In InDesign CS2 the XML support was somewhat weak. While you could import an XML document into InDesign and then associate styling with it, it was very simplistic in that you had no direct way to do context-based associations and no easy way to script it, either on import or inside the editor.

In CS3 that has largely changed. CS3 adds several new XML support features that appear to serve to make InDesign a quite powerful XML rendering tool that could be integrated loosely or tightly with any other XML authoring tool to create an interesting environment. (You could, in theory use InDesign to author the XML as well but it wasn't really designed for that and I don't think it's a good use of resources to try to make it an XML editor, not when the process I outline here is so easy to implement.)

Here's the general mechanism I'm working toward:

1. Using InDesign, you create a template document that will accept your XML. This requires setting up all the usual styling stuff (page masters, frames, named styles) as well as creating instances of the markup structures that will populate different text frames (InDesign's XML import works by matching imported elements to existing elements and replacing the existing ones with matching structures on import, more or less).

2. You create an XSLT that takes your XML source and "augments" it with Adobe-specific attributes that specify the per-element-instance mapping to InDesign paragraph and characters, as well as generated elements for any generated text that needs to be rendered as a separate paragraph (analogous to the gentext psuedo elements Arbortext Editor uses to manage generated text display).

This XSLT can be pretty simple--it's just an identity transform with a little bit of per-element-type logic to define the mapping (and it could be further parameterized through some sort of more direct mapping specification, although I'm not sure it's worth the effort).

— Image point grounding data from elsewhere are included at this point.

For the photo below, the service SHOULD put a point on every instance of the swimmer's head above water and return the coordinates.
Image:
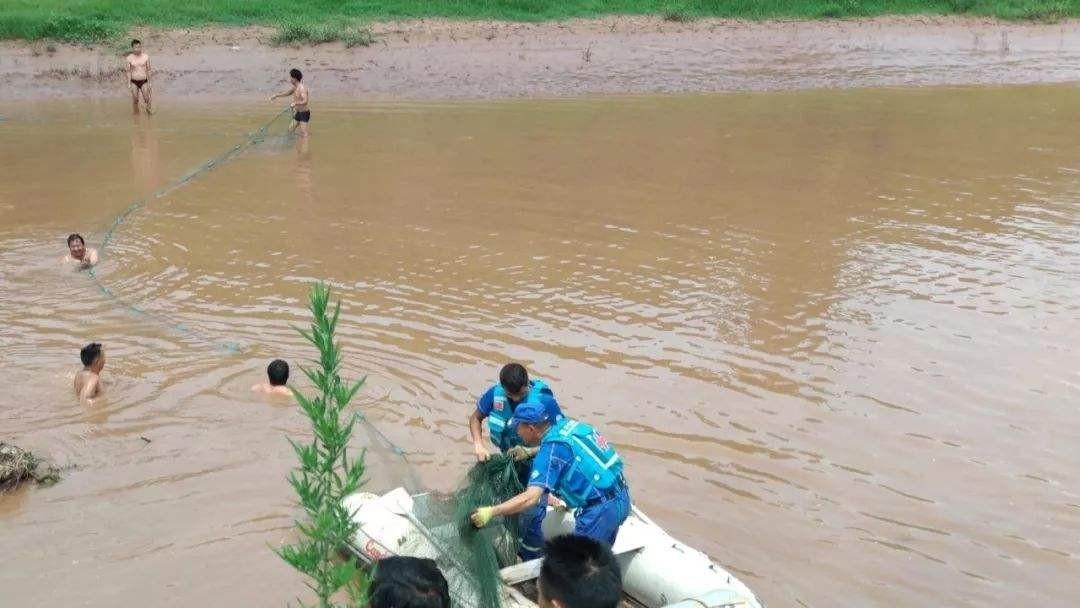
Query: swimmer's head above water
(77, 246)
(278, 373)
(278, 376)
(93, 356)
(79, 253)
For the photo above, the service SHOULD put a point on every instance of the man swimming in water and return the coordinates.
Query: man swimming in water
(79, 254)
(138, 75)
(301, 113)
(278, 375)
(88, 380)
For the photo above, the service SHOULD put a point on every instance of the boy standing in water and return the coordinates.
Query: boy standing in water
(88, 380)
(278, 375)
(301, 115)
(138, 75)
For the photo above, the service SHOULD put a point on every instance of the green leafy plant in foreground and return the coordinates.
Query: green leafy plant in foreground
(326, 474)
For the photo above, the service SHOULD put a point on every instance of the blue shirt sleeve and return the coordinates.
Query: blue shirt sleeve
(486, 402)
(549, 465)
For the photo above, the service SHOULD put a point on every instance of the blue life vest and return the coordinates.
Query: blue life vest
(503, 435)
(596, 464)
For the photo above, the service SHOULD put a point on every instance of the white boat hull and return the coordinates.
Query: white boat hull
(657, 569)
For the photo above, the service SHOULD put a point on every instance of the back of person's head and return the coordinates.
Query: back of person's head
(90, 353)
(513, 377)
(579, 572)
(278, 373)
(408, 582)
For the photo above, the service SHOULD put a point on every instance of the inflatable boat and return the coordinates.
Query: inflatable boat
(657, 569)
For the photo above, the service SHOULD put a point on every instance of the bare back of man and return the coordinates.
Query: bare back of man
(138, 76)
(88, 384)
(301, 113)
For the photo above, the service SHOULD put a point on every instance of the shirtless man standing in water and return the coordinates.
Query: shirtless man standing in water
(88, 380)
(301, 115)
(138, 73)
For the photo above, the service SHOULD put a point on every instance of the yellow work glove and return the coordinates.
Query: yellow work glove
(482, 516)
(520, 453)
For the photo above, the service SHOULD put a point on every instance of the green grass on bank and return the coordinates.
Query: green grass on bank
(311, 21)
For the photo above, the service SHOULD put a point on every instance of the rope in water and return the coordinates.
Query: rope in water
(252, 139)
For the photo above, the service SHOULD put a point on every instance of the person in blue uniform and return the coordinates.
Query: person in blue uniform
(575, 463)
(497, 407)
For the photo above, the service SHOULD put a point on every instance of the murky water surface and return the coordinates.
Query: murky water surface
(833, 333)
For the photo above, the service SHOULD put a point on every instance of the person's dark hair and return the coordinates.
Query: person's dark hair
(408, 582)
(90, 353)
(278, 372)
(580, 572)
(513, 377)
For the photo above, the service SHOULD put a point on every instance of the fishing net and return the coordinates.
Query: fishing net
(252, 139)
(17, 464)
(469, 557)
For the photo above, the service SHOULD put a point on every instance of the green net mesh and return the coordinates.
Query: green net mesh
(471, 558)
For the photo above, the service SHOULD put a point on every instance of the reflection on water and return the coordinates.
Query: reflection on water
(833, 332)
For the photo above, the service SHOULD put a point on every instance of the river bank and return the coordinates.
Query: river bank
(605, 56)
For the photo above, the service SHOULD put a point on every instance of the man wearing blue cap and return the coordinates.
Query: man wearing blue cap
(575, 463)
(498, 406)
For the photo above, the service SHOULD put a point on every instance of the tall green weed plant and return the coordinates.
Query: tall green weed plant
(326, 473)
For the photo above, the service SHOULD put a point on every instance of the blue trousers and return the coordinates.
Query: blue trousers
(599, 522)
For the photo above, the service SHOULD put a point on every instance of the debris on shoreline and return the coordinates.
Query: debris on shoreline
(17, 465)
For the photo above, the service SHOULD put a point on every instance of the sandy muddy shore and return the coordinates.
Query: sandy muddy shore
(616, 55)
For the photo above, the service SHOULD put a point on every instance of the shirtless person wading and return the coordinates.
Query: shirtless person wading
(88, 380)
(138, 75)
(299, 105)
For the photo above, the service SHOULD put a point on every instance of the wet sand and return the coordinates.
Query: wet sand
(616, 55)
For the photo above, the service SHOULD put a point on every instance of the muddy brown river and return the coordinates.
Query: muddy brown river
(833, 333)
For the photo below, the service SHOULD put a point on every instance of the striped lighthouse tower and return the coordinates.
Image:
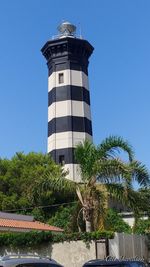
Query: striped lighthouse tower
(69, 115)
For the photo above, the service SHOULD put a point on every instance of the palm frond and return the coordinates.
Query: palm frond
(113, 145)
(112, 171)
(127, 196)
(140, 173)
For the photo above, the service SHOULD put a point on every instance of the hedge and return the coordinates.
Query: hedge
(31, 239)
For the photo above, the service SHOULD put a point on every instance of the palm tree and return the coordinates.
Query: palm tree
(101, 172)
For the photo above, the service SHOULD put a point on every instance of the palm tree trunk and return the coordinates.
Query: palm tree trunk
(88, 226)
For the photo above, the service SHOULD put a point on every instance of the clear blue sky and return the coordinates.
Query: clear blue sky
(119, 70)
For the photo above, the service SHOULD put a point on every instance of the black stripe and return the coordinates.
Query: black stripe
(69, 123)
(68, 154)
(68, 65)
(68, 92)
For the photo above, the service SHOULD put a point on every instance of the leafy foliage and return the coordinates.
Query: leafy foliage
(20, 180)
(142, 227)
(63, 218)
(114, 222)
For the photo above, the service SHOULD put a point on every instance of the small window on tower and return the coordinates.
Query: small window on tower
(62, 160)
(61, 78)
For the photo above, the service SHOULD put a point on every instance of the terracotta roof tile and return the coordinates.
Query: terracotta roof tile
(28, 225)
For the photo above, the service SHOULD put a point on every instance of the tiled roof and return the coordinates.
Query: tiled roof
(27, 225)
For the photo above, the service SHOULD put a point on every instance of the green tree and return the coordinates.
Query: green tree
(19, 178)
(114, 222)
(101, 172)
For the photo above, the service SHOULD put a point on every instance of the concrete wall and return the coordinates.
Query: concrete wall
(74, 253)
(128, 246)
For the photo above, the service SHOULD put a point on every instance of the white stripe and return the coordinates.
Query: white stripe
(71, 77)
(66, 139)
(69, 108)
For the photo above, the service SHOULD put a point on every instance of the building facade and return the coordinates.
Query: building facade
(69, 114)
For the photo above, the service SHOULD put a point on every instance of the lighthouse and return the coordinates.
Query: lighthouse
(69, 114)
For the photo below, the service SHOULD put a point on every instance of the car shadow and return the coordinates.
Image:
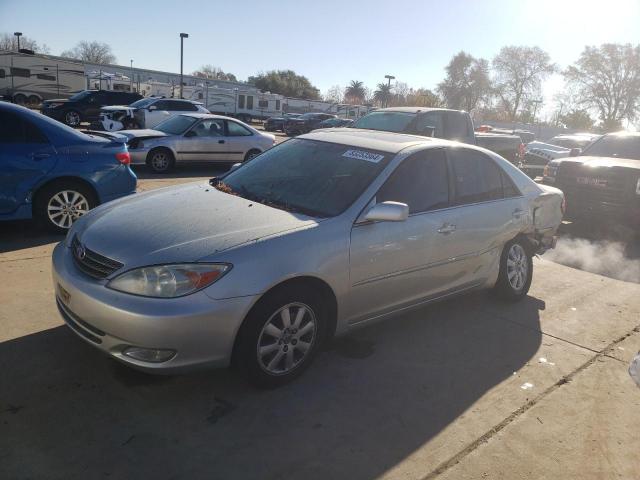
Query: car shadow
(369, 401)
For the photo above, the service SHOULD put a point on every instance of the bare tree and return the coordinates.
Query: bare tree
(94, 52)
(214, 73)
(467, 82)
(519, 72)
(334, 94)
(10, 42)
(607, 79)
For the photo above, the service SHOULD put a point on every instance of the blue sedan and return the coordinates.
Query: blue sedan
(55, 174)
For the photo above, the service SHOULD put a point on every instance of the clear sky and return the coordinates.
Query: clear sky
(329, 41)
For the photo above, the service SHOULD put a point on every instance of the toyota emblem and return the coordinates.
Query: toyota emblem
(80, 252)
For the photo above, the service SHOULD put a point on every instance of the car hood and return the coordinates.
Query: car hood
(181, 224)
(589, 161)
(146, 133)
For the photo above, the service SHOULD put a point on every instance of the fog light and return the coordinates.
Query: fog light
(152, 355)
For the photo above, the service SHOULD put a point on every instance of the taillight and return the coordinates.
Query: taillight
(123, 157)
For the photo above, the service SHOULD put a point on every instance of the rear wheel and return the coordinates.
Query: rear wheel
(160, 160)
(72, 118)
(57, 206)
(280, 336)
(516, 271)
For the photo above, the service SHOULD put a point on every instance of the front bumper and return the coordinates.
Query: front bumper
(199, 329)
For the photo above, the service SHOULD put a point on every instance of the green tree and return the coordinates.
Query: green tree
(519, 72)
(467, 82)
(607, 80)
(214, 73)
(285, 82)
(355, 92)
(382, 93)
(93, 52)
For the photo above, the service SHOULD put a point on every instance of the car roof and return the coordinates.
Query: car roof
(373, 139)
(414, 109)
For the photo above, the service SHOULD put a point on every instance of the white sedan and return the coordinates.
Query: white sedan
(196, 137)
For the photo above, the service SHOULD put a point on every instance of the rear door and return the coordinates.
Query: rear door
(394, 264)
(487, 212)
(26, 155)
(205, 141)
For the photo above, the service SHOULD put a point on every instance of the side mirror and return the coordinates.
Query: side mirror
(387, 212)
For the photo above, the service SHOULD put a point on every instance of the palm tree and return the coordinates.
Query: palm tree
(355, 91)
(382, 93)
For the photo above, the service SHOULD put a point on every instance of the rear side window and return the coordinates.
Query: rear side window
(476, 177)
(421, 181)
(15, 129)
(237, 130)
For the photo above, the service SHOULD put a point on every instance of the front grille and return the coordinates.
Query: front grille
(92, 263)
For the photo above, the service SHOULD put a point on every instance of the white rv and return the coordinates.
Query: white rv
(29, 79)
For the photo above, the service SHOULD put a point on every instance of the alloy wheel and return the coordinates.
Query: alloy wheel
(66, 207)
(287, 338)
(517, 266)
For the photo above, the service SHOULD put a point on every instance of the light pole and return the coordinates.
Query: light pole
(18, 35)
(389, 78)
(182, 37)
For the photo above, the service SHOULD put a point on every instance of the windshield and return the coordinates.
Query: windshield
(618, 146)
(143, 103)
(386, 121)
(81, 95)
(314, 178)
(176, 125)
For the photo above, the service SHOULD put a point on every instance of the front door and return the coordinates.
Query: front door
(25, 157)
(205, 141)
(396, 264)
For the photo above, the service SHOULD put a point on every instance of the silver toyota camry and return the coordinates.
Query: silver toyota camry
(196, 137)
(313, 238)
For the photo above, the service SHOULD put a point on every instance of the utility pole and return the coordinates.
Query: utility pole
(182, 37)
(18, 35)
(389, 78)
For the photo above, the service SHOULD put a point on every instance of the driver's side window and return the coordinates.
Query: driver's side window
(421, 181)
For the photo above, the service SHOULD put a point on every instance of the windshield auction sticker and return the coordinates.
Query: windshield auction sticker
(363, 155)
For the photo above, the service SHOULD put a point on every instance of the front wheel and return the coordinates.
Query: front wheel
(516, 271)
(280, 337)
(59, 205)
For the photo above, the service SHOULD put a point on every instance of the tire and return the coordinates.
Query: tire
(254, 152)
(72, 118)
(161, 160)
(58, 205)
(264, 330)
(20, 99)
(516, 271)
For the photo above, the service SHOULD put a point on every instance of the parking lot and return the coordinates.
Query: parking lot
(470, 388)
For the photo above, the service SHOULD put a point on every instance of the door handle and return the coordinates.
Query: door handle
(447, 228)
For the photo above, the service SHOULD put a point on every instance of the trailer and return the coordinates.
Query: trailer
(28, 79)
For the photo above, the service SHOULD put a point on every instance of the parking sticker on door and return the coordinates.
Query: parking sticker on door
(363, 155)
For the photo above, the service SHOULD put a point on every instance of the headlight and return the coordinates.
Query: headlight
(169, 281)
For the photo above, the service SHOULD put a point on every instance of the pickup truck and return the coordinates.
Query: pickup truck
(441, 123)
(601, 183)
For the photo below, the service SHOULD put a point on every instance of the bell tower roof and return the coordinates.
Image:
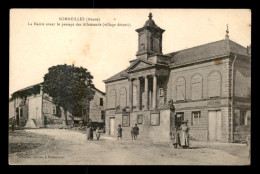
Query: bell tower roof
(149, 39)
(150, 21)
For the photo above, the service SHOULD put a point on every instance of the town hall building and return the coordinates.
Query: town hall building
(209, 85)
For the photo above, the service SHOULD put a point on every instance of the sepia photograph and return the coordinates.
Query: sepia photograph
(130, 87)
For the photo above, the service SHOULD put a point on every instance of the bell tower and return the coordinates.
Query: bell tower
(149, 39)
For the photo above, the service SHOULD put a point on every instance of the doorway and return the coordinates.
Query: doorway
(179, 117)
(112, 126)
(214, 125)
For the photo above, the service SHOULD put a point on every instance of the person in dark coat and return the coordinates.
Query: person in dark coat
(91, 133)
(132, 133)
(119, 132)
(98, 131)
(88, 132)
(136, 131)
(175, 137)
(184, 134)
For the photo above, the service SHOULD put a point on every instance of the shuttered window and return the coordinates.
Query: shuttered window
(123, 97)
(180, 89)
(214, 84)
(196, 87)
(134, 95)
(112, 99)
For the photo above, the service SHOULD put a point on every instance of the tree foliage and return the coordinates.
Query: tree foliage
(25, 93)
(68, 86)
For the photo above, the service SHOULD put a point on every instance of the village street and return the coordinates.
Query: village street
(67, 147)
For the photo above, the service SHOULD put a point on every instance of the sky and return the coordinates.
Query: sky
(107, 50)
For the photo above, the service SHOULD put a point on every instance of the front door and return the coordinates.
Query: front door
(112, 126)
(179, 117)
(214, 126)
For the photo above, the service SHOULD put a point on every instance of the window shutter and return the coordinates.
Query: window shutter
(181, 89)
(123, 97)
(214, 85)
(196, 87)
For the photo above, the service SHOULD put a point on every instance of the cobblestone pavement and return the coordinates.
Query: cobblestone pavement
(66, 147)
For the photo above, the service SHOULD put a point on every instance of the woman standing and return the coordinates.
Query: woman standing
(175, 137)
(184, 134)
(88, 132)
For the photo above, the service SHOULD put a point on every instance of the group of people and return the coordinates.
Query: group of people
(90, 132)
(180, 135)
(134, 132)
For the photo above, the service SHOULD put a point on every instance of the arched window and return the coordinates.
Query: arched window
(180, 89)
(214, 84)
(123, 97)
(112, 99)
(196, 87)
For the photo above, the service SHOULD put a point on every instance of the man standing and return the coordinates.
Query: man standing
(136, 131)
(184, 134)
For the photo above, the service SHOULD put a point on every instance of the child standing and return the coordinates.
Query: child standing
(175, 137)
(119, 130)
(132, 133)
(98, 133)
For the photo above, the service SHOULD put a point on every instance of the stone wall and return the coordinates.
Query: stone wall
(203, 69)
(155, 133)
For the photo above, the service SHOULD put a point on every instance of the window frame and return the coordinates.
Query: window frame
(54, 113)
(101, 102)
(198, 122)
(178, 85)
(193, 81)
(128, 120)
(158, 119)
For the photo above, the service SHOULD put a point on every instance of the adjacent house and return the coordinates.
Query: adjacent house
(33, 108)
(209, 85)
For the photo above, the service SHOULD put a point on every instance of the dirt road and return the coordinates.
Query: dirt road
(66, 147)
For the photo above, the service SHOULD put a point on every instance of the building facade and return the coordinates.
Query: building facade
(209, 85)
(36, 109)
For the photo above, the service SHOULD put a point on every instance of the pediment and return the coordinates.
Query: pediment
(140, 65)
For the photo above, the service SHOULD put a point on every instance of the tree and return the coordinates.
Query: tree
(68, 86)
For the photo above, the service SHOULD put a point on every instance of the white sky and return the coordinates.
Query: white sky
(105, 51)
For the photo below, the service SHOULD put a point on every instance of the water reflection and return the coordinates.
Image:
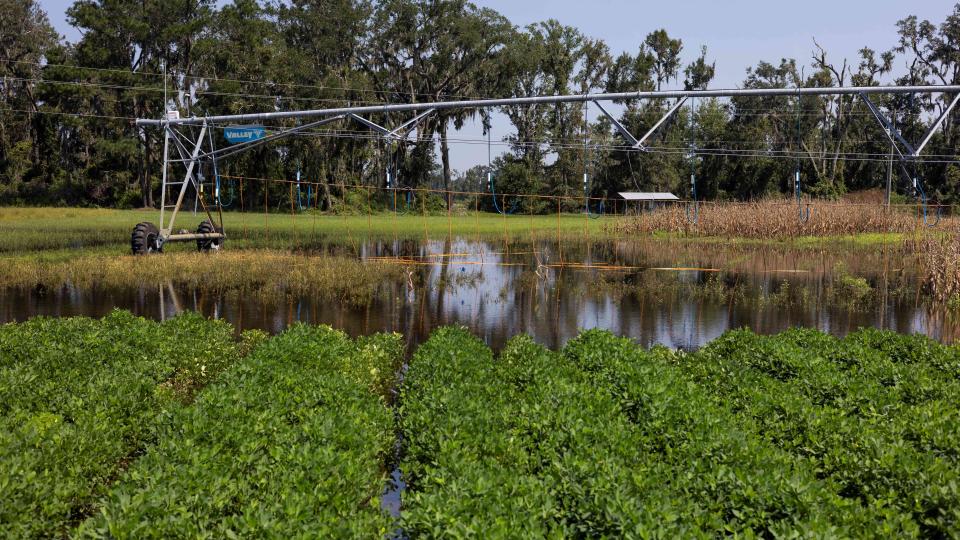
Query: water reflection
(680, 295)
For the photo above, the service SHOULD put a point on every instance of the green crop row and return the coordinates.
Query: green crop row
(289, 442)
(126, 428)
(875, 413)
(80, 397)
(607, 439)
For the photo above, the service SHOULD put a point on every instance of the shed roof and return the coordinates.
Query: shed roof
(648, 196)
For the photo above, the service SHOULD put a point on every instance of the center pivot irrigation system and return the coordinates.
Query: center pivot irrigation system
(189, 136)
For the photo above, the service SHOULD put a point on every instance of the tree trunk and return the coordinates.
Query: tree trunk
(445, 157)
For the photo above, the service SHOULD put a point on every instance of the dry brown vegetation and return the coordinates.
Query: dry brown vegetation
(778, 219)
(261, 272)
(940, 261)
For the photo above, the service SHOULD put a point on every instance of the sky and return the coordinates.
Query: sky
(738, 34)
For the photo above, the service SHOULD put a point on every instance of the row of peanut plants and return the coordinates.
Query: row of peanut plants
(876, 413)
(289, 442)
(603, 439)
(79, 398)
(127, 428)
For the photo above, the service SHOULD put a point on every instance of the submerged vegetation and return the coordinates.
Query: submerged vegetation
(126, 428)
(264, 273)
(779, 219)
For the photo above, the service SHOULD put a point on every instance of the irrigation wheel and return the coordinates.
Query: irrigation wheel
(145, 239)
(204, 245)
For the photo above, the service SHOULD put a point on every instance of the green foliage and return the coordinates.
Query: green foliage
(289, 442)
(80, 397)
(800, 434)
(861, 410)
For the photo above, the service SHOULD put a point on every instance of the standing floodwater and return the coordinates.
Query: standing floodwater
(676, 294)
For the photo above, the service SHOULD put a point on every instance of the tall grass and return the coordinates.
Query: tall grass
(940, 264)
(29, 229)
(776, 219)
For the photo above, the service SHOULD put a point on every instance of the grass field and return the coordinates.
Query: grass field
(26, 229)
(125, 428)
(30, 230)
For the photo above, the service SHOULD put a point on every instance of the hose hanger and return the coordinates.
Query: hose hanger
(492, 188)
(923, 203)
(804, 216)
(586, 162)
(693, 217)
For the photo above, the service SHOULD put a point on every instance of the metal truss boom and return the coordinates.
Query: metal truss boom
(546, 100)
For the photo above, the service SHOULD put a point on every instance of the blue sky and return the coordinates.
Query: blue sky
(738, 33)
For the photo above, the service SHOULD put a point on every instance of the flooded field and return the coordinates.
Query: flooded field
(679, 294)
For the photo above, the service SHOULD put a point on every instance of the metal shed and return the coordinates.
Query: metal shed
(648, 200)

This script could also re-order things as needed, generate TOCs, etc. But the minimum required is pretty small. There're a few more things you need to handle, but they can be generalized easily enough.

The main gotcha here is that InDesign is sensitive to newlines in the XML data, because newlines trigger the application of paragraph styles. What I've found so far is that you have to manage the text content very carefully so that you only emit newlines at true paragraph boundaries. This also means that you only apply paragraph styles to the lowest-level elements that will become paragraphs in InDesign--you can't just blindly apply styles at higher levels in the XML hierarchy (InDesign is not XSL-FO).

3. You run this transform outside of InDesign. InDesign lets you apply a transform as part of the import process, but we don't want to do that for reasons that will become clear in a moment (unless I've missed a feature of InDesign, which is quite possible--I'm still coming up to speed on its intricacies).

I use OxygenXML for most XML editing and it provides a very convenient mechanism for applying a transform to a document and saving the result wherever you want. But any good XML editor should provide a way to do this so that you have some sort of "run the transform" button or menu item. The key is that the result (the XML with the InDesign augmentations) is always put to some consistent place.

4. Import the augmented XML (not the XML you're authoring in your XML editor) into InDesign using InDesign's XML import (without applying the XSLT) but being sure to check the "link to XML" check box and select "merge" not "append"--this is the key.

5. Go back to your XML editor, make changes to the XML and push the "transform" button again.

6. Switch to InDesign and bring up the Links pallet. In that you'll find your XML document listed. Select it and click the "update link" button. Magically, your XML changes are re-imported into InDesign and the styles applied.

Hey presto! Immediate, easy, convenient pagination of XML using InDesign. Something that was not immediate, easy, or convenient with CS2.

I haven't looked into it but it should be possible to script the triggering of the link update as well, although that might require a little C code, I'm not sure. But it's clear that by this mechanism you can use InDesign as a "page preview" mechanism from any XML editor with very little work.

Beyond the simple element-to-style mapping you can do on import, CS3 also provides scripting support for working with XML in the form of XPath-based functions that allow you to easily apply any script to elements in context. I haven't used this yet but a brief look at the docs suggests that it's just the thing to take your XML to the next level.

It's still not going to give you what products like Typefi give you, which is complete complex layout heuristics, but it should be sufficient for relatively simple layouts such as typify technical documentation. It occurred to me, for example, that it wouldn't be very hard to create a process that would allow you to use InDesign to create nice books from DITA source using this mechanism. Hmmm

Note that you can download a one-month eval of InDesign from Adobe's Web site.